Occurrence, bioaccumulation and risk assessment of lipophilic pharmaceutically active compounds in the downstream rivers of sewage treatment plants

Highlights

• LPhACs were widely detected in the surface water and wild fish.

• Tissue distribution of ΣLPhACs was in general the liver > brain > gill > muscle in two wild fish.

• The bioaccumulation of LPhACs in wild fish was affected by exposure concentrations.

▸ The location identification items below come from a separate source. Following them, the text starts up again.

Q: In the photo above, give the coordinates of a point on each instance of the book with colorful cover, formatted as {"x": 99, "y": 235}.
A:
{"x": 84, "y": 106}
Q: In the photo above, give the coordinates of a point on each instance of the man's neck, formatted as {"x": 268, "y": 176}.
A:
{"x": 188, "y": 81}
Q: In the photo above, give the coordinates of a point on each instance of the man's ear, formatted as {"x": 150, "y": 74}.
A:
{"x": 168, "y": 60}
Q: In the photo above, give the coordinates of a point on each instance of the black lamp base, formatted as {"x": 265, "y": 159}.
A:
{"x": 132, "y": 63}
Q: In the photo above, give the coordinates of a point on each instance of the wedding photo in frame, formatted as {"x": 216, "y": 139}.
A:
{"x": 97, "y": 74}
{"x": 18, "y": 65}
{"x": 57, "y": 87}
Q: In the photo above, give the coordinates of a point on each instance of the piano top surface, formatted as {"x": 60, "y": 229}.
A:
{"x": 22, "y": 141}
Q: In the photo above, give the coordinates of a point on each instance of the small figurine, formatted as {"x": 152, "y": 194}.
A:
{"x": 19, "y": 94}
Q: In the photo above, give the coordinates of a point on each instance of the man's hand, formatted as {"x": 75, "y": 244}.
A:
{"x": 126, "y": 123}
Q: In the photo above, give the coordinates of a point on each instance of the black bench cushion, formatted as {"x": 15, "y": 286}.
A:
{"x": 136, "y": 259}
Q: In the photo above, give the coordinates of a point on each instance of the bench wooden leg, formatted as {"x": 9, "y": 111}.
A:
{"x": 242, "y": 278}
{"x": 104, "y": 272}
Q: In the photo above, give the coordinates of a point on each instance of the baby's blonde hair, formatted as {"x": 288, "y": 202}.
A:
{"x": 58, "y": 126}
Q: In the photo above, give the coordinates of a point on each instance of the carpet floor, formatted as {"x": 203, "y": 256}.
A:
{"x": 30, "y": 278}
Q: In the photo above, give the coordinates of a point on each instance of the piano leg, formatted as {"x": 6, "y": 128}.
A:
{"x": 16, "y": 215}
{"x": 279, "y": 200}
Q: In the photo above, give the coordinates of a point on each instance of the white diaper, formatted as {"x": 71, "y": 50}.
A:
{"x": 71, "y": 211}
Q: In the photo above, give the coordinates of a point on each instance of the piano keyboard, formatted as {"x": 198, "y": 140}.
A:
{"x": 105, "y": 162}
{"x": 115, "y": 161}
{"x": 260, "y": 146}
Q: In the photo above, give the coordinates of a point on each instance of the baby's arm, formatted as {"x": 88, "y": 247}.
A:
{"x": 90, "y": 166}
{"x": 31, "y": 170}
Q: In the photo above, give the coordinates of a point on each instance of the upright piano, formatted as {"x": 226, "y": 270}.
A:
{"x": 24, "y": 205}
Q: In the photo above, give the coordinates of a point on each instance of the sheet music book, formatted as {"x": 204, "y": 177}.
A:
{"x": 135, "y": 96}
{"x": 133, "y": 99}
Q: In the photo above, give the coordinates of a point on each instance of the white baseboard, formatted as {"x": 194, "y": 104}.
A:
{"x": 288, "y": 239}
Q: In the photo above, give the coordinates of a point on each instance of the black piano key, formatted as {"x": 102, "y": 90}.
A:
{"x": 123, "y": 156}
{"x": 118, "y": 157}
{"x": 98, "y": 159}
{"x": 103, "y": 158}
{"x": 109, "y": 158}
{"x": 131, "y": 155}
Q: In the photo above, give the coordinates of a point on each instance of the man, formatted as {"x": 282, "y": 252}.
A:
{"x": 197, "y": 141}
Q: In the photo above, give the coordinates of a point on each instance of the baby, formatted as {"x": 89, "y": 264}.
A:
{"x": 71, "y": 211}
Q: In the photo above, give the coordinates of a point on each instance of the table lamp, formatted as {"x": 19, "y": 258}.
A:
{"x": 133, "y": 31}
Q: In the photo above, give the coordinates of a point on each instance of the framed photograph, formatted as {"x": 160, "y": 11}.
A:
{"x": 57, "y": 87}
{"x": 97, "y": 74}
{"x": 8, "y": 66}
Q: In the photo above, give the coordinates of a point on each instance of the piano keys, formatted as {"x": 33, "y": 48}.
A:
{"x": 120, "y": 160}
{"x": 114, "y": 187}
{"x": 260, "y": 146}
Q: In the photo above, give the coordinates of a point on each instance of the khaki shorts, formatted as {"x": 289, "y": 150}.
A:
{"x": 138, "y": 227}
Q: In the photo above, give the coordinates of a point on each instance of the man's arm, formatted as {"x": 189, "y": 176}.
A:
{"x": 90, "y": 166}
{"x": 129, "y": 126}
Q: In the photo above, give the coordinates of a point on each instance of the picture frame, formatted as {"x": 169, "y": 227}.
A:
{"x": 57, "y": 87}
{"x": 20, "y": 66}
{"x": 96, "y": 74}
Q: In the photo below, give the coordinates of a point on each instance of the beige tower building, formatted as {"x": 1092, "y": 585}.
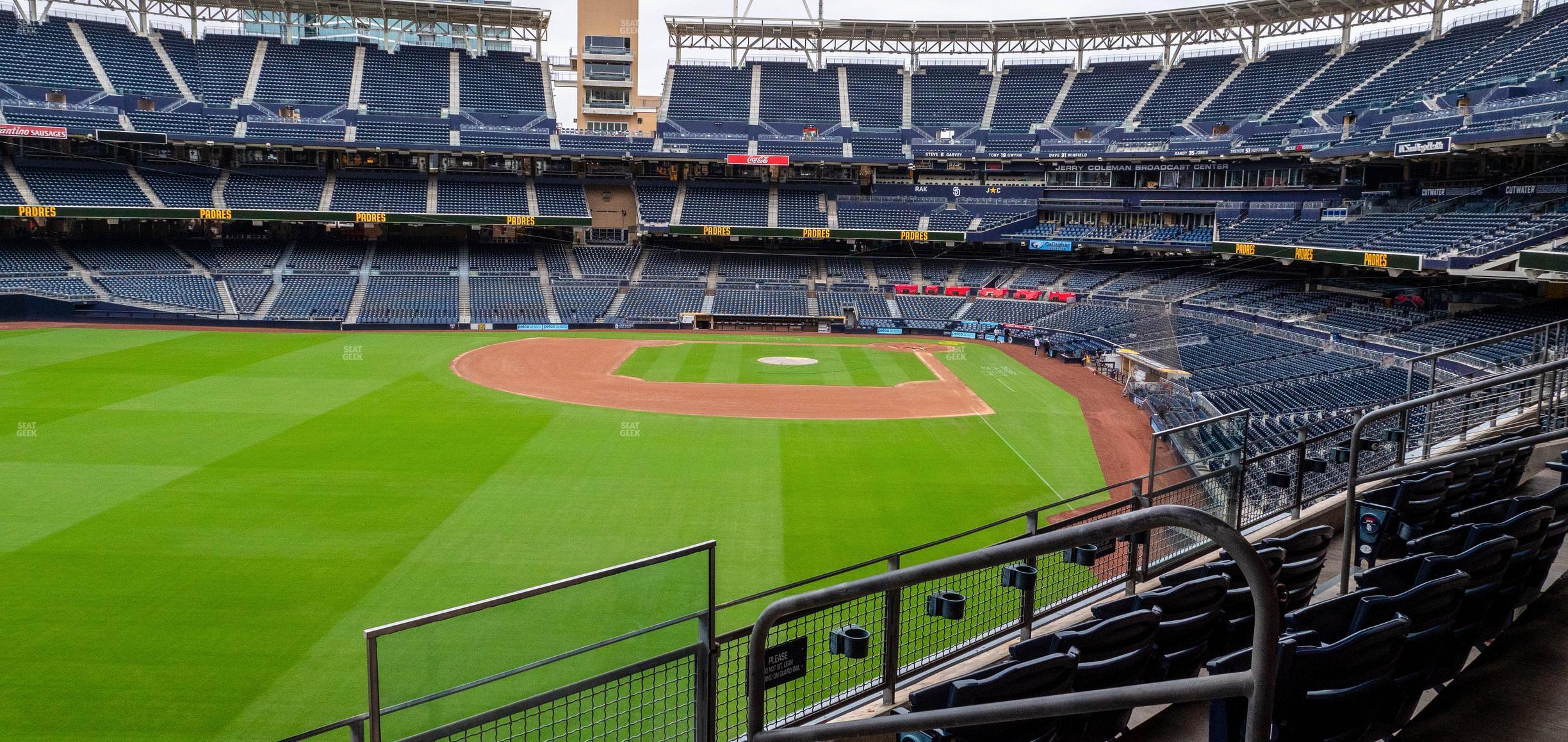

• Certain LPhACs posed high ecological risks to certain organisms in Nanjing's rivers.

Abstract

The occurrence, bioaccumulation and risk assessment of lipophilic pharmaceutically active compounds (LPhACs), such as antibiotics (roxithromycin, erythromycin and ketoconazole), anti-inflammatories (ibuprofen and diclofenac), β-blockers (propranolol), antiepileptics (carbamazepine) and steroid hormones (17α-ethinylestradiol), were investigated in the downstream rivers of sewage treatment plants in Nanjing, China. The results indicate that these LPhACs were widely detected in the surface water and fish samples, with the mean concentrations of the total LPhACs (ΣLPhACs) being in the range of 15.4 and 384.5 ng/L and 3.0 and 128.4 ng/g (wet weight), respectively. The bioaccumulation of the ΣLPhACs in wild fish tissues was generally in the order the liver > brain > gill > muscle. Among the target LPhACs, however, an interspecies difference in tissue distribution was evident for erythromycin. The bioaccumulation factors of LPhACs in the liver and brain, the two major targeted storage sites for toxicants, exhibited an obvious negative correlation with the aquatic concentrations (P < 0.05). Finally, risk quotients posed by pharmaceuticals were assessed by comprehensive and comparative methods for different aquatic organisms (algae, daphnids and fish). The overall relative order of susceptibility was estimated to be algae > daphnids > fish. However, the results indicate that diclofenac, ibuprofen and 17α-ethinylestradiol each posed chronic risks for high trophic level organisms (fish). In all of the risk assessments, erythromycin was found to be the most harmful for the most sensitive algae group. In this work, however, the total BAF and toxicological interactions of pharmaceuticals were not performed due to the lack of metabolite information and combined toxicity data, which represents a major hindrance to the effective risk assessment of pharmaceuticals.

Introduction

The occurrence and fate of pharmaceutically active compounds (PhACs) in the aquatic environment has been recognized as one of the emerging issues in environmental chemistry (Heberer, 2002). From 2003 to 2011, the production of PhAC ingredients in China has doubled, and in 2011, approximately two million tons of PhACs were produced (Liu and Wong, 2013). Once used, PhACs are released into natural aquatic systems via different routes, such as wastewater effluent discharge, pharmaceutical effluent, agricultural runoff, or the improper disposal of unused drugs (Bu et al., 2013, Phillips et al., 2010). However, effluents from sewage treatment plants (STPs) have become the primary contributor of PhAC pollution in urban rivers because of the incomplete elimination of PhACs in STP facilities and an increasing population (Peng et al., 2008, Valdés et al., 2014). PhACs were found in surface water bodies with concentrations below the μg/L threshold for most of the reviewed cases in China (Liu and Wong, 2013).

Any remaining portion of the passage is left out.